SEJARAH PERBANKAN
SYARIAH
1. Praktek perbankan di zaman Rasulullah
SAW dan sahabat RA
Didalam sejarah prekonomian ummat islam, kegiatan muamalah seperti
menerima titipan harta, meminjamkan uang untuk keperluan bisnis, serta
melakukan pengiriman uang, yang
dilakukan dengan akad - akad yang sesuai syariah telah lazim dilakukan ummat
islam sejak zaman Rasulullah SAW.
Penggunaan cek juga telah dikenal luas sejalan dengan meningkatnya
perdagangan antar negeri syam dengan yaman yang paling tidak berlangsung dua
kali dalam setahun. Disamping itu, pemberian modal untuk kerja berbasis bagi
hasil, seperti mudharabah,muzara’ah,musaqah, telah dikenal sejak awal antara
kaum muhajrin dan kaum anshar.
Dengan demikian,jelas bahwa
individu-individu yang telah melakukan fungsi perbankan di zaman
Rasulullah SAW, meskipun tidak
keseluruhan fungsi bank diterapkan,namun fungsi fungsi utama perbankan modern,
yaitu menerima simpanan uang(deposit), penyaluran dana, dan melakukan transfer
dana telah menjadi yang tidak terpisahkan dari kehidupan ummat islam.
2.
Praktik
perbankan di zaman bani Umayyah dan Bani abbasiyah
Di zaman Rasulullah SAW Fungsi fungsi perbankan hanya dilakukan satu
individu dalam satu fungsi, berbeda halnya pada zaman umayyah dan bani abbasiyah,
yang ke tiga fungsi perbankan dilakukan oleh satu individu.

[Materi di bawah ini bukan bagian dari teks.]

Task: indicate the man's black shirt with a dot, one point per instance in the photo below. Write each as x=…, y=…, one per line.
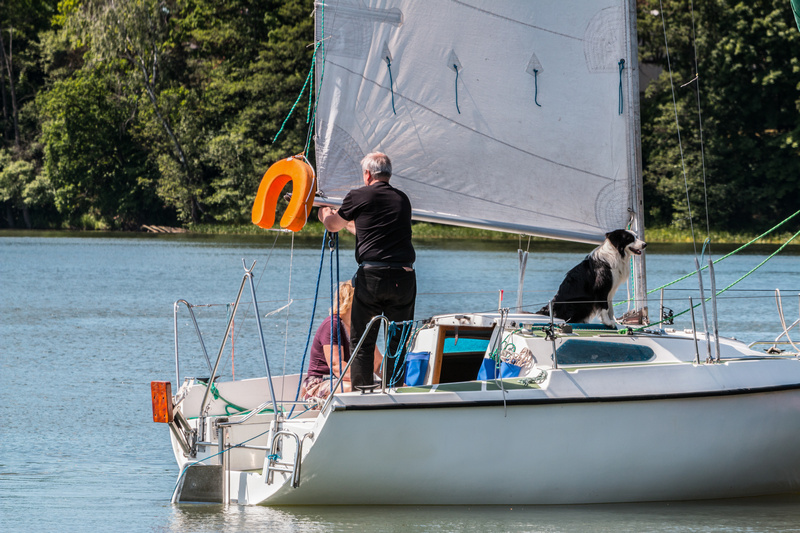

Perbankan mulai
berkembang ketika beredarny banyak jenis mata uang pada zaman ini sehingga
sangat dibutuhkan keahlian khusus untuk membedakan mata uang yang satu dengan
yang lainnya,orang yang mempunyai keahlian khusus itu disebut naqid, sarraf, dan zihbiz. Aktivitas ekonomi
ini merupakan cikal bakal dari apa yang kita kenal saat sekarang sebagai
penukaran uang(money changer).
Peranan bankir pada zaman abbasiyah mulai populer pada pemerintahan
khalifah muqtadir(908-932 M). Kemajuan praktik perbankan pada zaman itu
ditandai dengan beredarnya saq(cek) dengan luas sebagai media pembayaran.
Bahkan peranana bankir telah meliputi tiga aspek, yakni menerima deposit,
menyalurkannya, dan mentransfer uang. Dalam sejarah perbankan isalam, Syaf al dawlah al hamdani yang tercatat
sebagai orang pertama yang menerbitkan cek untuk keperluan kliring antara
baghdad (irak) dan allepo(spanyol).
3.
Praktik
perbankan di eropa
Ketika bangsa eropa mulai menjalankan praktik perbankan,persoalan mulai
timbul karena transsaksi yang dilakukan mulai menggunakan instrument bunga yang
dalam pandangan fiqih adalah riba. Transsaksi berbasis bunga ini semakin
berkembang ketika raja henry VIII pada tahun 1545 membolehkan bunga(intrest)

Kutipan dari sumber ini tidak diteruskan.